Desenvolvimento Sustentável se baseia no Princípio do Triple Botton Line, divulgado pelo Consultor britânico John Elkington, que tem como base três grandes pilares fundamentais: o pilar econômico, o social e o ambiental. Na falta ou falha de qualquer um deles, não existe desenvolvimento sustentável e sim falência, degradação ambiental e miséria.

O foco no pilar econômico com o lucro obsessivo, a todo custo, característico do sistema capitalista selvagem, deixando em segundo, terceiro ou último plano os demais pilares, é a causa fundamental dos desastres sociais e ambientais traumaticamente ocorridos nos últimos tempos, levando-nos a refletir sobre a importância da grande virada do conceito de Responsabilidade Social do Modelo Clássico para o Modelo Socioeconômico e este é o momento.

O Modelo Clássico, que tem como base o Capitalismo Liberal ou Selvagem prega que a única responsabilidade social da empresa e de seus executivos é a de maximizar o lucro para seus acionistas. A solução de problemas sociais é de competência dos representantes da sociedade, escolhidos pelo povo, especifica e unicamente do poder público e não das empresas. O problema deste Modelo é que a maximização dos lucros para os acionistas exige que ele seja obtido a todo custo de forma maquiavélica: o fim justifica os meios e aí “as barragens se rompem”, o meio ambiente é destruído e vidas humanas são ceifadas de forma catastrófica…

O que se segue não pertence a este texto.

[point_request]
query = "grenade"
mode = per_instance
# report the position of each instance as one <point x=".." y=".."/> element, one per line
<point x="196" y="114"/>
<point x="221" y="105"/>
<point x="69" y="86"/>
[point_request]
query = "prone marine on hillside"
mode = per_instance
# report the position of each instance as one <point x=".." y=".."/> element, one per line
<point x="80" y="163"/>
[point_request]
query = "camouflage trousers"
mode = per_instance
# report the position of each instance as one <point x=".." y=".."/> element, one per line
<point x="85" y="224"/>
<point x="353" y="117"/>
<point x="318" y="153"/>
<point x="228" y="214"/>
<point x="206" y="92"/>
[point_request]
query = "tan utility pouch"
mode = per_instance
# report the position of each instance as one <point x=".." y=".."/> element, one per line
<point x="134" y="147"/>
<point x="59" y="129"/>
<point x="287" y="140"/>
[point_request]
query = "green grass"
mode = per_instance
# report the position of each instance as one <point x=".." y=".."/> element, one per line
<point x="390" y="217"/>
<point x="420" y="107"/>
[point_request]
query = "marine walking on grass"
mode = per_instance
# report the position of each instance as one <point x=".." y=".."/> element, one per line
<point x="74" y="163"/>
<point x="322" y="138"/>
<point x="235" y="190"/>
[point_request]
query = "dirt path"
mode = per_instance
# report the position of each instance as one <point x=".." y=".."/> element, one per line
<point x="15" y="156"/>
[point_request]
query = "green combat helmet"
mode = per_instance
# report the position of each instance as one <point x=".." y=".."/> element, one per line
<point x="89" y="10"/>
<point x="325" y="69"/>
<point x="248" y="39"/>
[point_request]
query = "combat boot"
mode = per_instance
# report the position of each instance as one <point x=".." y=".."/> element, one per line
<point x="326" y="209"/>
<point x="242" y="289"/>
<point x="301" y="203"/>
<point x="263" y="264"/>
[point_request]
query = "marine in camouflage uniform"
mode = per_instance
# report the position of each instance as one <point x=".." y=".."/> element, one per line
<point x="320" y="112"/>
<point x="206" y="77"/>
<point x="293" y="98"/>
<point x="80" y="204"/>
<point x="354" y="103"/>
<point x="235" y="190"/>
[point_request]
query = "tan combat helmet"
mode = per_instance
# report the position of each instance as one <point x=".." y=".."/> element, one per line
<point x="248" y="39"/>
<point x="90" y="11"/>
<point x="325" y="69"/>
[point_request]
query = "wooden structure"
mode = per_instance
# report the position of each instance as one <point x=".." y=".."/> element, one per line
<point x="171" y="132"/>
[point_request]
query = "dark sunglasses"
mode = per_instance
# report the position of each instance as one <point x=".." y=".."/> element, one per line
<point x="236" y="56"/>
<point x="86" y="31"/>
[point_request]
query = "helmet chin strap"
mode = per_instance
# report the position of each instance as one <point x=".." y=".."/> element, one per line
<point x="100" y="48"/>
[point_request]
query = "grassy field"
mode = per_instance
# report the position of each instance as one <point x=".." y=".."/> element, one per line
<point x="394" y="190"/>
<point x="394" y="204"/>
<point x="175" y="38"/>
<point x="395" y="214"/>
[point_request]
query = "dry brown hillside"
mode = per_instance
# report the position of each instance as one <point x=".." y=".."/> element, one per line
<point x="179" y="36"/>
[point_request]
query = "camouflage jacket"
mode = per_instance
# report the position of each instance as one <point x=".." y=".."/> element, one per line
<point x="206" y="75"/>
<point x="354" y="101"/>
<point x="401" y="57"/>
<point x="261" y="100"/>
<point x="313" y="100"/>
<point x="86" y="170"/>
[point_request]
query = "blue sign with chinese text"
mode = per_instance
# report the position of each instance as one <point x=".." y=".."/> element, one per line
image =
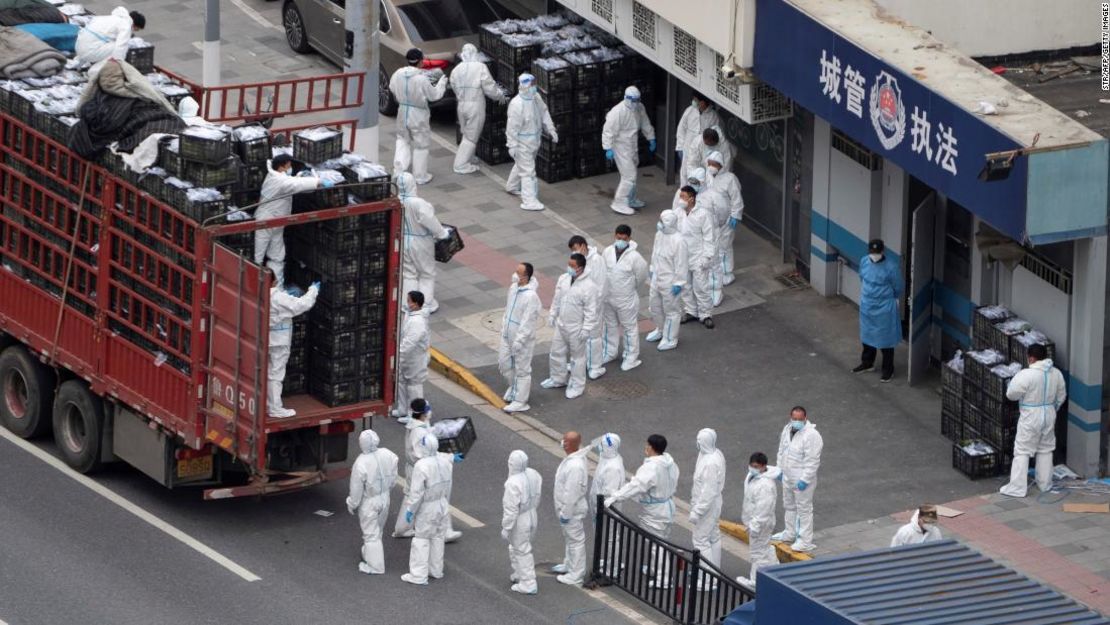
<point x="902" y="120"/>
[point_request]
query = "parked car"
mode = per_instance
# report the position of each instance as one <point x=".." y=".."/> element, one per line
<point x="437" y="27"/>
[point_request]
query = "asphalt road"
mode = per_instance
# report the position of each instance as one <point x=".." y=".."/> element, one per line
<point x="69" y="555"/>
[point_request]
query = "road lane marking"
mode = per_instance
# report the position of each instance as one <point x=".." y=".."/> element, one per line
<point x="133" y="508"/>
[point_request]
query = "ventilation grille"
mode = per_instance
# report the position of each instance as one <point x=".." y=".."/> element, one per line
<point x="643" y="24"/>
<point x="603" y="9"/>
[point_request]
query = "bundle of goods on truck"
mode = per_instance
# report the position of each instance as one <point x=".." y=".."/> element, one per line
<point x="976" y="414"/>
<point x="581" y="72"/>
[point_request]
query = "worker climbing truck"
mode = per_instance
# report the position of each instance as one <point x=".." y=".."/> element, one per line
<point x="138" y="333"/>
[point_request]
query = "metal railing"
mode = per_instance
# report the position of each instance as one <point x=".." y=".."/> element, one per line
<point x="670" y="578"/>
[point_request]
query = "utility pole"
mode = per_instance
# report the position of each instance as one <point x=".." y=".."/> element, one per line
<point x="361" y="54"/>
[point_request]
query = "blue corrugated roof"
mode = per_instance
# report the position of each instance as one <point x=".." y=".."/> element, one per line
<point x="931" y="584"/>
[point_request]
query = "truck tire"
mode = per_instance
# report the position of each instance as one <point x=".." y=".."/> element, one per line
<point x="79" y="424"/>
<point x="28" y="389"/>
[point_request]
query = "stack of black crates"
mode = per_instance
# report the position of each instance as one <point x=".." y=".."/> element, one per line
<point x="974" y="403"/>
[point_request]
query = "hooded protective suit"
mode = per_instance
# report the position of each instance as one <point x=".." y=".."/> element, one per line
<point x="276" y="201"/>
<point x="706" y="496"/>
<point x="669" y="269"/>
<point x="412" y="360"/>
<point x="911" y="533"/>
<point x="1040" y="391"/>
<point x="372" y="476"/>
<point x="571" y="487"/>
<point x="623" y="123"/>
<point x="472" y="83"/>
<point x="624" y="272"/>
<point x="799" y="455"/>
<point x="518" y="520"/>
<point x="429" y="501"/>
<point x="414" y="92"/>
<point x="518" y="339"/>
<point x="421" y="229"/>
<point x="527" y="118"/>
<point x="758" y="515"/>
<point x="283" y="308"/>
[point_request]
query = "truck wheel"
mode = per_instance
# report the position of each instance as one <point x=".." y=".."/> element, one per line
<point x="79" y="422"/>
<point x="27" y="386"/>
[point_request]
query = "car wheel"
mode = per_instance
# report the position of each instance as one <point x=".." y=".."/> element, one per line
<point x="295" y="34"/>
<point x="386" y="104"/>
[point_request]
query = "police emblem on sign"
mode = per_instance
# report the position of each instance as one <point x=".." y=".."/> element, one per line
<point x="888" y="113"/>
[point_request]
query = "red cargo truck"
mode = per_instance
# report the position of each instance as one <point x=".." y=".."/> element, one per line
<point x="185" y="401"/>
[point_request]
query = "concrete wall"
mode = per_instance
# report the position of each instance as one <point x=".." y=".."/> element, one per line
<point x="986" y="28"/>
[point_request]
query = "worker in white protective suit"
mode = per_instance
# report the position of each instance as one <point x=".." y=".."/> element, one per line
<point x="372" y="477"/>
<point x="594" y="272"/>
<point x="706" y="496"/>
<point x="284" y="304"/>
<point x="654" y="486"/>
<point x="427" y="510"/>
<point x="698" y="117"/>
<point x="107" y="37"/>
<point x="414" y="93"/>
<point x="921" y="528"/>
<point x="527" y="118"/>
<point x="572" y="485"/>
<point x="696" y="225"/>
<point x="275" y="202"/>
<point x="412" y="353"/>
<point x="1039" y="391"/>
<point x="728" y="215"/>
<point x="472" y="83"/>
<point x="625" y="270"/>
<point x="799" y="455"/>
<point x="518" y="521"/>
<point x="668" y="272"/>
<point x="623" y="123"/>
<point x="608" y="476"/>
<point x="758" y="514"/>
<point x="421" y="230"/>
<point x="518" y="336"/>
<point x="574" y="315"/>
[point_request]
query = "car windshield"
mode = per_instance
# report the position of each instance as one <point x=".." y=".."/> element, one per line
<point x="445" y="19"/>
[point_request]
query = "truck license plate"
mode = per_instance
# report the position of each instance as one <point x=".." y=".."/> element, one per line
<point x="194" y="467"/>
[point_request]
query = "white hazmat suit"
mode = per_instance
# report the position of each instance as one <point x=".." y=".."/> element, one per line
<point x="276" y="201"/>
<point x="706" y="496"/>
<point x="527" y="119"/>
<point x="625" y="270"/>
<point x="517" y="341"/>
<point x="372" y="477"/>
<point x="574" y="315"/>
<point x="623" y="123"/>
<point x="572" y="482"/>
<point x="518" y="520"/>
<point x="668" y="271"/>
<point x="1039" y="391"/>
<point x="799" y="455"/>
<point x="421" y="229"/>
<point x="414" y="93"/>
<point x="472" y="83"/>
<point x="283" y="308"/>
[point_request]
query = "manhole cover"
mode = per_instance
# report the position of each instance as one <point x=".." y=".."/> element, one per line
<point x="615" y="389"/>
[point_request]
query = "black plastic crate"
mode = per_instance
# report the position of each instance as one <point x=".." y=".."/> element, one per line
<point x="462" y="442"/>
<point x="315" y="151"/>
<point x="204" y="149"/>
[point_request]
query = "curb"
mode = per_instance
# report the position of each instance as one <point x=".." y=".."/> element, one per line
<point x="783" y="550"/>
<point x="461" y="375"/>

Contrariamente ao Modelo Clássico, o enfoque Socioeconômico, que tem como base o Capitalismo Social, prega que os resultados financeiros, embora absolutamente necessários para a sobrevivência de qualquer negócio, são apenas uma consequência do objetivo principal que é criar benefícios para a sociedade, promovendo o bem-estar, a satisfação, a proteção e a melhoria da qualidade de vida das comunidades onde as organizações estão inseridas. Preconiza que os valores éticos absolutos nos negócios, como a honestidade, a transparência e a solidariedade devem ser respeitados mesmo que haja prejuízo financeiro e que Responsabilidade Social é uma obrigação ética, pois além de ser eticamente boa e correta em si mesma, é um dever da empresa para com a sociedade, graças à qual ela vive e da qual obtém seu retorno.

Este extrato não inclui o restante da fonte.